Is it possible that Vladimir Putin, the president of a G-8 country, lied to the press when he told them Aslamazyan could return to Russia without fear of persecution other than an administrative fine over the currency issue? Was he saying that simply to lure her back, allowing his goons to pounce upon her when she arrived?
Such a thing would be unheard of in modern world history. It would indicate that Russia is governed by a clan of baboons, who are willing to utterly disregard even the pretense of legality, in the manner of the mafia, whenever it suits their fancy. Not even the leaders of the USSR engaged in such brazen activity -- they probably knew the story of the boy who cried "wolf!" and realized that they could not hope to to conduct international affairs if their word had been pulverized as to all credibility.
Last week, a Swiss court ruled that Russia is officially a banana republic -- or perhaps that is an insult to banana republics, and we should coin a new term for what Russia is, perhaps "beetroot republic" would do. After all, a banana is a colorful, tropical, happy-tasting fruit, while a beetroot is a dirty, scraggly, somber, dour looking vegetable nobody likes. The Swiss court determined, as reported in the Moscow Times, that "a former executive at a state-owned company can not be handed over for trial in Russia without a guarantee that conditions for his detention will meet standards set by the European Convention on Human Rights. The defendant, who was not named in the ruling after requesting anonymity, has called the fraud charges filed in the Russian courts politically motivated." In other words, Russia is simply too uncivilized, Switzerland would feel too guilty about sending a person into its judicial sausage grinder, and it won't dirty its hands that way. Remember, this is Switzerland, the most famous neutral country in the world.

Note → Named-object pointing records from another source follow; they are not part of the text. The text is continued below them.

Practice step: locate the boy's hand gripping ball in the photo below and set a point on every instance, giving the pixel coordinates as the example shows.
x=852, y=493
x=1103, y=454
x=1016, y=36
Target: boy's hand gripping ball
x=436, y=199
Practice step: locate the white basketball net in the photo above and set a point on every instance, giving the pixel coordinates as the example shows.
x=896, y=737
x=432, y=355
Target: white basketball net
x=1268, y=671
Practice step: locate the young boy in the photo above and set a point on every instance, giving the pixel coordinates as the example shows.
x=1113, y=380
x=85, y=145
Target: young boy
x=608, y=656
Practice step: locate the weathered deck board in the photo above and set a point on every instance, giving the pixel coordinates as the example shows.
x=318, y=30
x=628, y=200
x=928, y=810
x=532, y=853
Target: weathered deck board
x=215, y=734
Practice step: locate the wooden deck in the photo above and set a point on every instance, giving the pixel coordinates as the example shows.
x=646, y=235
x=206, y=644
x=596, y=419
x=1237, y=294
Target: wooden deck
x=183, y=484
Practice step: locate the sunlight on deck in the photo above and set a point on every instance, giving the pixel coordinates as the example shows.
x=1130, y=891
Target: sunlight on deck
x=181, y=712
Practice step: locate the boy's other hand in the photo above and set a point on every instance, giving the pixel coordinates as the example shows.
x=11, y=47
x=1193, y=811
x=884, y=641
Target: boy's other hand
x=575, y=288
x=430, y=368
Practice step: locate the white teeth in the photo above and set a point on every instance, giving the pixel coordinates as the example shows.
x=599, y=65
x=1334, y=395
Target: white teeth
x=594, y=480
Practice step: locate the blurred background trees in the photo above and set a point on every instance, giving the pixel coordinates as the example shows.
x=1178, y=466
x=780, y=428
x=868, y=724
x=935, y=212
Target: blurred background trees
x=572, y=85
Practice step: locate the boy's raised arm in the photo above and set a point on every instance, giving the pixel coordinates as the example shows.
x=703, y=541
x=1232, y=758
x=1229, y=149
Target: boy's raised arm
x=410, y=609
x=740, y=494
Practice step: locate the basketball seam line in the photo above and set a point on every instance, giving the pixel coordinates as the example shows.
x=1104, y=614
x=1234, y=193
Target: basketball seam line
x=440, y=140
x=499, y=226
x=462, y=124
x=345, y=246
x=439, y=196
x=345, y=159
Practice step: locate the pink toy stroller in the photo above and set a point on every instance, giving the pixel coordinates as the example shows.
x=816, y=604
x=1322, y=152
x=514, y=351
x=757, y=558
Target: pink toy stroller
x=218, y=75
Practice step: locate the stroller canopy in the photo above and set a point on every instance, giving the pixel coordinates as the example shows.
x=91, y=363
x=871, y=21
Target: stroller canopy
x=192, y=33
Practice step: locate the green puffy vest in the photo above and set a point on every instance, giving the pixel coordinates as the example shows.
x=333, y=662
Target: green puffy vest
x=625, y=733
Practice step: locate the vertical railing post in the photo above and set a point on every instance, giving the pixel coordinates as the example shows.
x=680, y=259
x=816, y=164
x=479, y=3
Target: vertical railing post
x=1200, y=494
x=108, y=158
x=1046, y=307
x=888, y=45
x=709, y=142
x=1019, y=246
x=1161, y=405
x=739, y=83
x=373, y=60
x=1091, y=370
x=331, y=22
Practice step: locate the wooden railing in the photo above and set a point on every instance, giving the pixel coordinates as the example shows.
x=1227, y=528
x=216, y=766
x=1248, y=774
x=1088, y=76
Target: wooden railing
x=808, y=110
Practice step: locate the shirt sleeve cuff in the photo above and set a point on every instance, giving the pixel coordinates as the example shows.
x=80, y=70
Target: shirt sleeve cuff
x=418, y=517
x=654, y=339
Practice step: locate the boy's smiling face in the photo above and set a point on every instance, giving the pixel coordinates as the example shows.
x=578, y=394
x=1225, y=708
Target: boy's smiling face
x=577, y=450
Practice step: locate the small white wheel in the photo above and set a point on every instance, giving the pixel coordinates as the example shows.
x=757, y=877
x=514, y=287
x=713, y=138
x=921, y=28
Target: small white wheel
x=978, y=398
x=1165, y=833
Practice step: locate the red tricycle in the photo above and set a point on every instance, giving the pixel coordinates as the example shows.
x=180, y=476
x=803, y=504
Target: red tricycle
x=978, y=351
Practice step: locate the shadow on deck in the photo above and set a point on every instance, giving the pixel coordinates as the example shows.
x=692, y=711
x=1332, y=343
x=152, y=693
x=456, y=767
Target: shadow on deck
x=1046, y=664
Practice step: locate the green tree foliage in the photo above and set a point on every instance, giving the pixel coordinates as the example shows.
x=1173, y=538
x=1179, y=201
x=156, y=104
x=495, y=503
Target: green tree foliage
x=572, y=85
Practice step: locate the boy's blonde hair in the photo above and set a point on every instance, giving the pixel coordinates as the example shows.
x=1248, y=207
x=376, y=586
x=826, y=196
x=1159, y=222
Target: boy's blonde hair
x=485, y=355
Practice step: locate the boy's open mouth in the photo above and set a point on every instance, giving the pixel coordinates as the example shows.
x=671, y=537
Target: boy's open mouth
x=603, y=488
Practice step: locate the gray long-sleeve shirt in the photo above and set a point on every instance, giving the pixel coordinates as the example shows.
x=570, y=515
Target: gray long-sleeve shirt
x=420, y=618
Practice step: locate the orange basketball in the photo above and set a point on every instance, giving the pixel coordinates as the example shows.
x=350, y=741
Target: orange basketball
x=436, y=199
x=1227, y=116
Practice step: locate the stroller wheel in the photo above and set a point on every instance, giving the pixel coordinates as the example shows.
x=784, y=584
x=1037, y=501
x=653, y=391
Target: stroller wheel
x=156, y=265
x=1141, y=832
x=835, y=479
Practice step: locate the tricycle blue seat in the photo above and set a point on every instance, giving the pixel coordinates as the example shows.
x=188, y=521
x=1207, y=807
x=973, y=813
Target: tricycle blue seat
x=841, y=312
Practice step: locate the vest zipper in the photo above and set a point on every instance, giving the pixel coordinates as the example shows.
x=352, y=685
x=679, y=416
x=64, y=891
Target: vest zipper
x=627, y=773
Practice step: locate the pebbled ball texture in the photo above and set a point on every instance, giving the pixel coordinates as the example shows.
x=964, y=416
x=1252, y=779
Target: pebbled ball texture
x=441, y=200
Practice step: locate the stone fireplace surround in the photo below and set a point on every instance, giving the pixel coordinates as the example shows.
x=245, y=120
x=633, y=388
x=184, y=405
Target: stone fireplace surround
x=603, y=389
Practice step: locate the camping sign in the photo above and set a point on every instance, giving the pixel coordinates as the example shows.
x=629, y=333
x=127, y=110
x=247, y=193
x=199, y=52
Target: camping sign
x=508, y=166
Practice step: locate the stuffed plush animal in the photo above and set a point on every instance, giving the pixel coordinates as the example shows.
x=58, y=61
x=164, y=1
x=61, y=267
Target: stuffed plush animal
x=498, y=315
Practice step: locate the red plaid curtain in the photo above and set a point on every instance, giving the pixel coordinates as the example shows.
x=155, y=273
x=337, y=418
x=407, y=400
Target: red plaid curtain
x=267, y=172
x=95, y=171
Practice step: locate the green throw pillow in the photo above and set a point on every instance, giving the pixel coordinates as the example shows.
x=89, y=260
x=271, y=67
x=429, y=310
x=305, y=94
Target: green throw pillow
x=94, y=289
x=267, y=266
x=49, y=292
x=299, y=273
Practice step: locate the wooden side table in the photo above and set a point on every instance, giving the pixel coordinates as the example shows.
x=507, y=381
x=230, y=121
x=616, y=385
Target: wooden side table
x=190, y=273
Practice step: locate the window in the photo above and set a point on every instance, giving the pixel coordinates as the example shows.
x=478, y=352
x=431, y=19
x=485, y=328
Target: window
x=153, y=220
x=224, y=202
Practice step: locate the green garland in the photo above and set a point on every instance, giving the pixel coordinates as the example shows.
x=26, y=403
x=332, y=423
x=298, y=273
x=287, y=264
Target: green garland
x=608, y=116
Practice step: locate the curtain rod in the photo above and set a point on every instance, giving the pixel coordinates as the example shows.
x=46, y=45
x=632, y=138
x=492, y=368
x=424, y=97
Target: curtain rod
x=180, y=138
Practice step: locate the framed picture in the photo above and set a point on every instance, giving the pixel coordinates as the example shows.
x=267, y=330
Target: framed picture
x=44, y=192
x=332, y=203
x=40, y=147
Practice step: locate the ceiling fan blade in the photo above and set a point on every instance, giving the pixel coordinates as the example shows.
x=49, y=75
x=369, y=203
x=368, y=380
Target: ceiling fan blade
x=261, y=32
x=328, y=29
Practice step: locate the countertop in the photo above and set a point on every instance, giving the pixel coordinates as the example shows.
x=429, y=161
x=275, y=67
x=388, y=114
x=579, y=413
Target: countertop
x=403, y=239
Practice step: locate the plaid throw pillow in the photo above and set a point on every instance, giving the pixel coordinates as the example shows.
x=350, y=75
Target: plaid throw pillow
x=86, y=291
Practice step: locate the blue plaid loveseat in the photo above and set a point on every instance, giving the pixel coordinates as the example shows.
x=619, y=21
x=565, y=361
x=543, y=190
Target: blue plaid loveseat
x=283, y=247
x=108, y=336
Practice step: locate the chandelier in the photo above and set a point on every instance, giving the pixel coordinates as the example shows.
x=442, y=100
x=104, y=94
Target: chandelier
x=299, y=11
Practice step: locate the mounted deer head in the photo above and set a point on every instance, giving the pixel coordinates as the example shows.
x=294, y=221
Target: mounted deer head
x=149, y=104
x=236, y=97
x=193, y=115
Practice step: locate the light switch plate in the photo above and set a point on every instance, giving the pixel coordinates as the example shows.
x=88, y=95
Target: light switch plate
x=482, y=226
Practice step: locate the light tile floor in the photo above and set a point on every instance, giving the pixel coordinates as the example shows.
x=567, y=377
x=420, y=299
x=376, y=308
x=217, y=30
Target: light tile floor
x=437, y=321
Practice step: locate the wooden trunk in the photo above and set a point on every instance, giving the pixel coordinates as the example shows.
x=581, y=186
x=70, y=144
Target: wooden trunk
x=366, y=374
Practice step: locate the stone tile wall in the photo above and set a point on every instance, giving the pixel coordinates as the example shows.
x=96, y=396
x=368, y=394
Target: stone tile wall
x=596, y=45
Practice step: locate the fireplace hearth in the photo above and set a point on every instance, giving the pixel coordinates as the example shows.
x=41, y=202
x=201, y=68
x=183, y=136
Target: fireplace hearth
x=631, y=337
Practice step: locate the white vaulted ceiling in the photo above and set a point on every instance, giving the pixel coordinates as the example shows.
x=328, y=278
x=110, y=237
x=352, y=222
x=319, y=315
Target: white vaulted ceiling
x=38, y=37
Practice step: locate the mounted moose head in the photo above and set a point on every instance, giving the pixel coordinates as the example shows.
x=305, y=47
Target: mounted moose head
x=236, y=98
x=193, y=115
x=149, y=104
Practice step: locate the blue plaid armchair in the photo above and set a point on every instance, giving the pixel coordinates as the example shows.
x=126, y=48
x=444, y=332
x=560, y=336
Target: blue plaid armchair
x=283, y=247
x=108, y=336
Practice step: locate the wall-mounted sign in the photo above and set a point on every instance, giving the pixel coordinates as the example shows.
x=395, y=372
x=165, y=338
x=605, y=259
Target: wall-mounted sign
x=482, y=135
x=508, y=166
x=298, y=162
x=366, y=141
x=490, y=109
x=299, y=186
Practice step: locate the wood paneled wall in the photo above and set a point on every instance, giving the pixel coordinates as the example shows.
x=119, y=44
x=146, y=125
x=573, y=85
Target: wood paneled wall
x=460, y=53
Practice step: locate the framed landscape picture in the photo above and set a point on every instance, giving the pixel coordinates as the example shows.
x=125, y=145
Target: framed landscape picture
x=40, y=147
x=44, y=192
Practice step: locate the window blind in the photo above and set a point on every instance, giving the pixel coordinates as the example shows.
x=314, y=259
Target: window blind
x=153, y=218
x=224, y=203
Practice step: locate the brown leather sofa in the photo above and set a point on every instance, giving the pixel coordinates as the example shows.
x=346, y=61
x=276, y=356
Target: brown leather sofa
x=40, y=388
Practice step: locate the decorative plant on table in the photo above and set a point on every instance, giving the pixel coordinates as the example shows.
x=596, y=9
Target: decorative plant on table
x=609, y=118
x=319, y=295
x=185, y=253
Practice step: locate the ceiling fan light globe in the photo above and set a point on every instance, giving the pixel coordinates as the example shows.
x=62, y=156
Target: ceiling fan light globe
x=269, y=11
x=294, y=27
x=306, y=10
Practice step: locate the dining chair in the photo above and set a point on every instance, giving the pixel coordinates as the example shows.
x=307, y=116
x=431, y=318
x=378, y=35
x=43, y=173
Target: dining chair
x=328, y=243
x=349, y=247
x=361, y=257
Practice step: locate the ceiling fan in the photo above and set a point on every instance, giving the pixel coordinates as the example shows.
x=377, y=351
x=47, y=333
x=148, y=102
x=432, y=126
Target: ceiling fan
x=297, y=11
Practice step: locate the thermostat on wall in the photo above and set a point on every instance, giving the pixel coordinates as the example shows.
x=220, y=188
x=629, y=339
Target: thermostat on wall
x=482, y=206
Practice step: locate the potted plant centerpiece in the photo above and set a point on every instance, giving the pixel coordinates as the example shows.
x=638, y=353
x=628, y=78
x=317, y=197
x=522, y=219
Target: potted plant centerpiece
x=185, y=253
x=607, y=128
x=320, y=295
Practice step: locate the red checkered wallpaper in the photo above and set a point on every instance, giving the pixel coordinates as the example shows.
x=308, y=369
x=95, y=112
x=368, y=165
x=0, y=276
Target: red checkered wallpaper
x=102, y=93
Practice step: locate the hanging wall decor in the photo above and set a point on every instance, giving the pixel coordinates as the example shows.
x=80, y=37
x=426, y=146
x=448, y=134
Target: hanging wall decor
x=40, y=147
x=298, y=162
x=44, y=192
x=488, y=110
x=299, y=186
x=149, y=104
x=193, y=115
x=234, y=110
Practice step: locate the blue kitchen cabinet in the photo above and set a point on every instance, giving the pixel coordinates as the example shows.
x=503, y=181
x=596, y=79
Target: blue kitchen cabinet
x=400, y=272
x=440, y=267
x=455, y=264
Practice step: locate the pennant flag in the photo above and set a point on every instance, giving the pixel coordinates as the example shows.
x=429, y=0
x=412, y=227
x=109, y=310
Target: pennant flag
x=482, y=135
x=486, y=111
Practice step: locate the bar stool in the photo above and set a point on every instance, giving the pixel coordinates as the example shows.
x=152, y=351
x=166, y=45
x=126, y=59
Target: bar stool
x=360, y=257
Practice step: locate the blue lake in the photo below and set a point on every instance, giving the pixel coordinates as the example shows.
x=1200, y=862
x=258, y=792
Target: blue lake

Things are so far gone in Russia now that it's impossible to tell whether a given act taken by the Kremlin's forces is motivated by evil geopolitics or simply corruption gone amok. As Michael Weiss writes in the Weekly Standard of the British Council attack:
One theory popular among Putin's domestic enemies is that the FSB is quite happy to level charges of espionage and "provocation" at so harmless an outfit as the British Council because its own agents desire to live in England. (Lavrov's daughter studied there, as have the children of so many other Kremlin officials.) After all, the greater the supposed threat posed by Her Majesty's Secret Service, the more spies from the other sides are required for surveillance and counterintelligence. Many a grizzled KGB agent has reminisced about his cushy Andropov-era posting near the Thames, and it should come as no surprise that, in a country ruled by ex-KGB agents, there is still the willingness to manipulate national security to obtain la dolce vita. Bottomless accusations against the British Council therefore play into a much larger scheme of what might be called siloviki self-gratification. And that's enough to make even a dispassionate observer sick without polonium."So Medvedev couldn't have been more right. Without exaggeration, Russia is a country of legal nihilism. No European country can boast of such disregard for law. He just forgot to add that, with still less exaggeration, one can say that those in Russia with the least respect of all for the province of the law are the malignant little trolls, and most of all their Troll King, who dwell within the Kremlin's walls and strut upon its parapets, as naked as the Emperor with his New Clothes, waiting gleefully for yet another Russian apocalypse.